Gateway to the Digital Humanities

Crystal Hall (Spring 2015)

What's it about? This course combines theory, criticism, and hands on experiences to ask how different fields in the humanities are using digital and computational tools to answer their research questions. We examine the common material of the humanities: text, image, networks, and spatial representations such as maps. Two big questions shape our investigation: how can computation help the humanities with its current work and what new kinds of questions arise from using the tools?

What? The computational aspect of the course involves digital textual, image, network, and spatial analysis.  The specific applications might include Python and R programming languages, the Voyant text analysis site, the network graph application Gephi, and the mapping tool MapBox.

How?

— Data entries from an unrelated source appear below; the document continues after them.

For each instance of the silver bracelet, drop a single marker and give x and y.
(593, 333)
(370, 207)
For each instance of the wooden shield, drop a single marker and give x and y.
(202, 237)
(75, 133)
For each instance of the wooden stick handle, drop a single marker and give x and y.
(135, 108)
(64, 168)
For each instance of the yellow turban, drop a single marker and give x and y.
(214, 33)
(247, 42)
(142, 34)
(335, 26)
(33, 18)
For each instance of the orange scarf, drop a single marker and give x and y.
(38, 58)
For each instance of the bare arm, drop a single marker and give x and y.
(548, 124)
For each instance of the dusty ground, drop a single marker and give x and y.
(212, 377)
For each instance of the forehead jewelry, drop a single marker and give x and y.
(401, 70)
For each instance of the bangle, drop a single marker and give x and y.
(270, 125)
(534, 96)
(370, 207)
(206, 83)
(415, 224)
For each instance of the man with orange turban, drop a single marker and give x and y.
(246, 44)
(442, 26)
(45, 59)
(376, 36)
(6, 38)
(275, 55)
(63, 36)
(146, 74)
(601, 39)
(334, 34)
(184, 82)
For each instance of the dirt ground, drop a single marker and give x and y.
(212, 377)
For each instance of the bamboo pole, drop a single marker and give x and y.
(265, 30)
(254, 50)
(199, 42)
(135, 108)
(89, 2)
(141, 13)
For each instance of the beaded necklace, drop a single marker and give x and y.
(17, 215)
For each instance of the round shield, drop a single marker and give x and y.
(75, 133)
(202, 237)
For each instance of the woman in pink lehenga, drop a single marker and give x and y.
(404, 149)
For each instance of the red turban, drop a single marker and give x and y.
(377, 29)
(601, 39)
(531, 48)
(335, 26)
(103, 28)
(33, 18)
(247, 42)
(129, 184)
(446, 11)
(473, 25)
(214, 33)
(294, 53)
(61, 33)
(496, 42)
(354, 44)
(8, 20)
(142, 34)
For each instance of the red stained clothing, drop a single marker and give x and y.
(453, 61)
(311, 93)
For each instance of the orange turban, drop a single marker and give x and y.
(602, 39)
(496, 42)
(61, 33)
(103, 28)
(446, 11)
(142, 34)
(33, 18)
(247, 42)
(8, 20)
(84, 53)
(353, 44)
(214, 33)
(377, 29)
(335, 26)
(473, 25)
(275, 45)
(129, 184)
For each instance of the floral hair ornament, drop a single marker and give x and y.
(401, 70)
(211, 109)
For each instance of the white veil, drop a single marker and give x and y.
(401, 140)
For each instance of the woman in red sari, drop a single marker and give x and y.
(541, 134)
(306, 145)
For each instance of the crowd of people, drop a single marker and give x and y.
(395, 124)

We will be "going under the hood" of different projects and tools that we evaluate during the course. With image analysis students will write basic code to highlight or remove certain hues in order to understand composition. Text analysis will compare a cut-and-paste application with customized code for literary studies. Spatial analysis will explore how a digital humanities project is designed, published, and evaluated from start to finish. We will talk with Bowdoin faculty who are designing projects and courses with these ideas in mind. Students will also be planning and prototyping their own projects, so they will be involved in the questions of digital and computational tools and methods from the ground up, so to speak.

Why? The course seeks the areas of mutual benefit in two intellectual realms that are often considered to be incompatible with or disinterested in one another. What sorts of humanities questions can be asked and answered using computational methods? What are the primary tools and methods currently being used in the digital humanities? How do these methods and tools complement and sometimes challenge traditional methodologies in the humanities?